Unfortunately, in those early days I did not write down where I obtained the information. Nobody told me that I needed to do this, and I wasn’t smart enough to figure it out for myself. I simply assumed that everything I found was accurate. After all, it was printed in a book, wasn't it?
As time passed, I frequently found new information that contradicted what I found earlier. When I discovered these discrepancies, I needed to determine which piece of information was more accurate. The question that arose time and again was, “Where did I find that information?” Sadly, I often did not know.
The better solution would have been to always write down where I found the information along with the data itself. This is known as citing your sources. To quote author Elizabeth Shown Mills in her excellent book, Evidence! Citation & Analysis for the Family Historian: "Any statement of fact that is not common knowledge must carry its own individual statement of source. ...Source notes have two purposes: to record the specific location of each piece of data and to record details that affect the use or evaluation of that data."
I am older now and, hopefully, wiser. I have spent many, many hours weeding out incorrect data, and now hopefully I have documented all my sources of information. I wish that someone had told me years ago about the need for source citations; that one step would have saved me many, many hours of backtracking. I hope that, by writing this article, I can influence some genealogy newcomers to have better habits than I did.
Of course, citing a source is not as simple as writing down the name of a book. You also should record the book’s author, publication date, the page on which you found the data, and even the name of the library or other repository where you found that book. Serious genealogists will also record the library’s call number.

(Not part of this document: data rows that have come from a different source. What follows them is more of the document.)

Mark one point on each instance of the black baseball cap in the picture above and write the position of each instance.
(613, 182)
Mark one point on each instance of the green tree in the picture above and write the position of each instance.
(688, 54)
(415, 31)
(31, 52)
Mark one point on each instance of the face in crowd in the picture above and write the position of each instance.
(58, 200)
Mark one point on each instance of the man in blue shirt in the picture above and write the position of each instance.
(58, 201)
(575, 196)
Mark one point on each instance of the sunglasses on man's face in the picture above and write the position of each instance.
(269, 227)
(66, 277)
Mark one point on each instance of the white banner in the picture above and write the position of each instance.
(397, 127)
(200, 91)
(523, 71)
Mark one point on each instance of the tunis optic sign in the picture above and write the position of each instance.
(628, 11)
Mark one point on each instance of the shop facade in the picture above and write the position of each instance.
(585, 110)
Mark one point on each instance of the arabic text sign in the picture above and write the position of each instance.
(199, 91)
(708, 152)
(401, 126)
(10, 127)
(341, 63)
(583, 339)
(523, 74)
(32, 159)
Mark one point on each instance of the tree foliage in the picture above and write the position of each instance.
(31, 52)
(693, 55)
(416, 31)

Of course, not all genealogy information is found in books. You also find information in hand-written records in courthouses, as well as in family Bibles, on microfilm, on Web pages, in e-mail, and other places. Each source of information may have unique requirements for recording the source references.
My favorite reference for finding out how to record genealogy sources is the book I mentioned earlier: Evidence! Citation & Analysis for the Family Historian by Elizabeth Shown Mills (Genealogical Publishing Company, 1997, ISBN#: 0806315431, http://www.genealogical.com/item_detail.asp?ID=3846.
Elizabeth Shown Mills also has released a shortened QuickSheet: Citing Online Historical Sources that I reviewed at http://blog.eogn.com/eastmans_online_genealogy/2007/05/quicksheet_citi.html. This, too, is a big help.
An online Web site also gives excellent information about sources. Duke University’s Guide to Library Research Web site includes an item entitled Assembling a List of Works Cited in Your Paper. These Web pages contain a wealth of information about citing articles in books, magazine, journals, letters, personal interviews, and more. It is an excellent reference, although not aimed at the genealogist. The downside is that it does not provide specific information about citing census records, land records, or other genealogy-specific sources of information.
While not as complete as Mills’ book, the Assembling a List of Works Cited in Your Paper still provides information that every genealogist should know. You can read it at: http://www.lib.duke.edu/libguide/works_cited
If you or someone you know is in the early stages of their genealogy quest, I urge you to start recording your sources according to the guidelines of such excellent works as these. The more time passes, the happier you will be that you did so.